Re: [PATCH] MMIO should have more priority then IO

From: Nadav Amit
Date: Fri Jul 08 2022 - 12:45:08 EST

On Jul 8, 2022, at 5:56 AM, Matthew Wilcox <willy@xxxxxxxxxxxxx> wrote:

> And looking at the results above, it's not so much the PIO vs MMIO
> that makes a difference, it's the virtualisation. A mmio access goes
> from 269ns to 85us. Rather than messing around with preferring MMIO
> over PIO for config space, having an "enlightenment" to do config
> space accesses would be a more profitable path.

I am unfamiliar with the motivation for this patch, but I just wanted to
briefly regard the advice about enlightments.

“enlightenment”, AFAIK, is Microsoft’s term for "para-virtualization", so
let’s regard the generic term.
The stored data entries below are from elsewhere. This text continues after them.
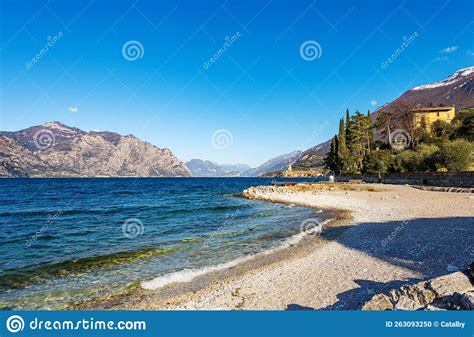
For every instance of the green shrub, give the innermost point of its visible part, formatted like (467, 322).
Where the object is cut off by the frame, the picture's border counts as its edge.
(456, 155)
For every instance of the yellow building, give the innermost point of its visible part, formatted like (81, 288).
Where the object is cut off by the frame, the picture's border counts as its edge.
(428, 116)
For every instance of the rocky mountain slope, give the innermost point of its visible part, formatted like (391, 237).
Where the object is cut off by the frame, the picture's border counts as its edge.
(457, 89)
(206, 168)
(55, 149)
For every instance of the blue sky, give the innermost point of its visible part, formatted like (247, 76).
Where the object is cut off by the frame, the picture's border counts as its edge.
(259, 96)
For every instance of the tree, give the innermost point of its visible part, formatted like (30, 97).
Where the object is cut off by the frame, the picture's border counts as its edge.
(384, 125)
(464, 122)
(342, 147)
(331, 160)
(348, 119)
(442, 130)
(378, 162)
(457, 155)
(357, 139)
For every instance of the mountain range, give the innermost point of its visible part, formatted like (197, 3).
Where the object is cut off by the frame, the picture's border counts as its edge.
(457, 89)
(55, 149)
(207, 168)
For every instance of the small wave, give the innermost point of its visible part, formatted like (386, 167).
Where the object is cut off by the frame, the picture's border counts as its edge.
(187, 275)
(37, 274)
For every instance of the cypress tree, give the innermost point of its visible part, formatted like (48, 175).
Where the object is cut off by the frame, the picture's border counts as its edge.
(348, 119)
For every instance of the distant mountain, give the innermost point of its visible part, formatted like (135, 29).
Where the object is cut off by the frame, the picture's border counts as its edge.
(275, 164)
(57, 150)
(457, 89)
(206, 168)
(313, 157)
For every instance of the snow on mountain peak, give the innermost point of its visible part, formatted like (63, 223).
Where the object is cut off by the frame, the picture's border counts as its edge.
(449, 80)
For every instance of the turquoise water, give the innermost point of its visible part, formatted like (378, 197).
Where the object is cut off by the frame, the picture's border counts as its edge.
(66, 240)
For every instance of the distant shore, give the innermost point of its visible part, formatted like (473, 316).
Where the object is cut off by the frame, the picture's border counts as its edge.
(382, 236)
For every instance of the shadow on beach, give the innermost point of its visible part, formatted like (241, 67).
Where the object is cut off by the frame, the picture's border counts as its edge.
(424, 245)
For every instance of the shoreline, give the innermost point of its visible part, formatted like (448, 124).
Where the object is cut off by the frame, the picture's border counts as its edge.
(340, 269)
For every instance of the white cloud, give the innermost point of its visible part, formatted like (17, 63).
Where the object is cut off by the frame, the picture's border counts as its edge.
(449, 50)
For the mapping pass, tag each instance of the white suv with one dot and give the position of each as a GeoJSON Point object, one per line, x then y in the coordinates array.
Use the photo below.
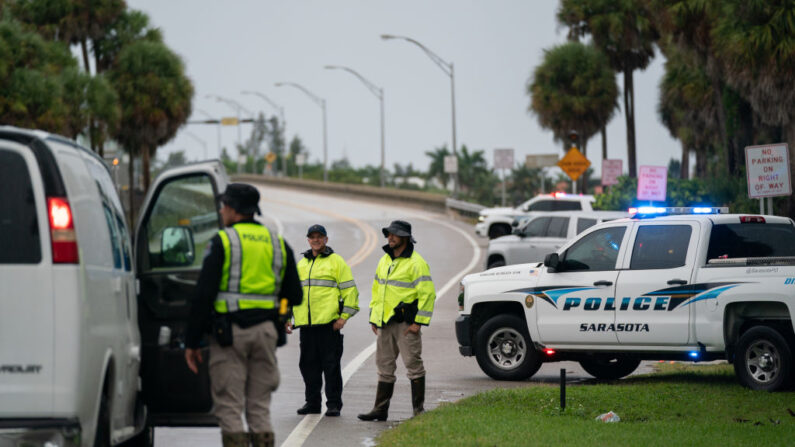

I think that you consider the bare-metal
results as the possible results from a paravirtual machine, which is mostly
wrong. Para-virtualization usually still requires a VM-exit and for the most
part the hypervisor/host runs similar code for MMIO/hypercall (conceptually;
the code of paravirtual and fully-virtual devices is often different, but
IIUC, this is not what Ajay measured).

Para-virtualization could have *perhaps* helped to reduce the number of
PIO/MMIO and improve performance this way. If, for instance, all the
PIO/MMIO are done during initialization, a paravirtual interface can be use
to batch them together, and that would help. But it is more complicated to
get a performance benefit from paravirtualization if the PIO/MMIO accesses
are “spread”, for instance, done after each interrupt.

Para-virtauilzation and full-virtualization both have pros and cons.
Para-virtualization is many times more efficient, but requires the VM to
have dedicated device drivers for the matter. Try to run a less-common OS
than Linux and it would not work since the OS would not have drivers for the
paras-virtual devices. And even if you add support today for a para-virtual
devices, there are many deployed OSes that do not have such support, and you
would not be able to run them in a VM.

Regardless to virtualization, Ajay’s results show PIO is slower on
bare-metal, and according to his numbers by 165ns, which is significant.
Emulating PIO in hypervisors on x86 is inherently more complex than MMIO, so
the results he got would most likely happen on all hypervisors.

tl;dr: Let’s keep this discussion focused and put paravirtualization aside.
It is not a solution for all the problems in the world.